Risk-Sensitive Security-Constrained Economic Dispatch: Pricing and Algorithm Design
Avinash N. Madavan, Nathan Dahlin, Subhonmesh Bose, Lang Tong
TL;DR
The paper addresses risk-aware security-constrained economic dispatch by embedding the CVaR risk measure ${\rm CVaR}_{\alpha}$ into a forward-looking ED framework, balancing dispatch cost with resilience to line outages. It develops a convex, linear-program formulation (R-SCED) that co-optimizes nominal generation, reserves, and contingent recourse actions across multiple outage scenarios, and proves two market-clearing pricing schemes (N-LMP and S-LMP) with ex-ante payments. The authors establish revenue adequacy and lost opportunity cost properties, showing that S-LMP ensures nonnegative merchandising surplus while N-LMP can fail to do so, especially under higher risk aversion. A Benders' decomposition algorithm is proposed to scale R-SCED to large networks, and numerical experiments on the IEEE 24-bus RTS network illustrate how risk aversion shapes load shedding, pricing signals, and computational performance.
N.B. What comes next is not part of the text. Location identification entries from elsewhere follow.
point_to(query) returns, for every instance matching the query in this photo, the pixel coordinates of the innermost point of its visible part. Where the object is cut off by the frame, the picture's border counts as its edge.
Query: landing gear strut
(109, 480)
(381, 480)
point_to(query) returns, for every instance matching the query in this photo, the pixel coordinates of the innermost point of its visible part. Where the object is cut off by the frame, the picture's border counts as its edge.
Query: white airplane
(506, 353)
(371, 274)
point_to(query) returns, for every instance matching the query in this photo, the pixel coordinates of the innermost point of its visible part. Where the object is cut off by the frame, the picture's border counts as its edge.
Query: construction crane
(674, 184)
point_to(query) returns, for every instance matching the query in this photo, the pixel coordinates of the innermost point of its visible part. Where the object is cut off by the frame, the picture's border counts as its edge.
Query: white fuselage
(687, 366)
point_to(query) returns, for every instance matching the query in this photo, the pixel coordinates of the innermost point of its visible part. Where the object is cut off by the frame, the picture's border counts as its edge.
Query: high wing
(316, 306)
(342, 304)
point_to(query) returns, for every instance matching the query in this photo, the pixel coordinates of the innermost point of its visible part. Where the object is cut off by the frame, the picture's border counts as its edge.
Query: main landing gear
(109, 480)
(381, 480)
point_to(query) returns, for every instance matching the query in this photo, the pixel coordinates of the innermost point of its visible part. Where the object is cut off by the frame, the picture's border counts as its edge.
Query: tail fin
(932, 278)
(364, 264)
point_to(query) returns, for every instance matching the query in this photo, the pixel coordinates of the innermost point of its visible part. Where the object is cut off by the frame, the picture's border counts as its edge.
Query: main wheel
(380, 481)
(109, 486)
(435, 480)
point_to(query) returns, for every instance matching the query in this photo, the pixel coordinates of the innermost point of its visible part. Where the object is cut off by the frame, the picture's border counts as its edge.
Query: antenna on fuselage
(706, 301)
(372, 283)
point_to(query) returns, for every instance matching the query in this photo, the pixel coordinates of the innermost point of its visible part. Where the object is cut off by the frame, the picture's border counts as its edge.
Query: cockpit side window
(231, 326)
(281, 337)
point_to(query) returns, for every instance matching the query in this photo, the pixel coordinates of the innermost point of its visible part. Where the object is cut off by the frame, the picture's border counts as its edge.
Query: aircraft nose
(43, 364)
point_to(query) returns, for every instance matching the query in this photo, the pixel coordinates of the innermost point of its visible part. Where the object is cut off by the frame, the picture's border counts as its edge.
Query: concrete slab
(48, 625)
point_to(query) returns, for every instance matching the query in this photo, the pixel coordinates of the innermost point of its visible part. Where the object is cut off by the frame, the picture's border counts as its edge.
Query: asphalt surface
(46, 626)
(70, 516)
The work demonstrates that incorporating contingency costs into pricing via S-LMP yields more reliable and economically sound market outcomes and provides a scalable solution approach for risk-aware security-constrained operation.
Abstract
We propose a risk-sensitive security-constrained economic dispatch (R-SCED) formulation capturing the tradeoff between dispatch cost and resilience against potential line failures, where risk is modeled via the conditional value at risk (CVaR). In the context of our formulation, we analyze revenue adequacy and side payments of two pricing models, one based on nominal generation costs, and another based on total marginal cost including contingencies. In particular, we prove that the system operator's (SO) merchandising surplus (MS) and total revenue are nonnegative under the latter, while under the former the same does not hold in general. We demonstrate that the proposed R-SCED formulation is amenable to decomposition and describe a Benders' decomposition algorithm to solve it. In numerical examples, we illustrate the differences in MS and total revenue under the considered pricing schemes, and the computational efficiency of our decomposition approach.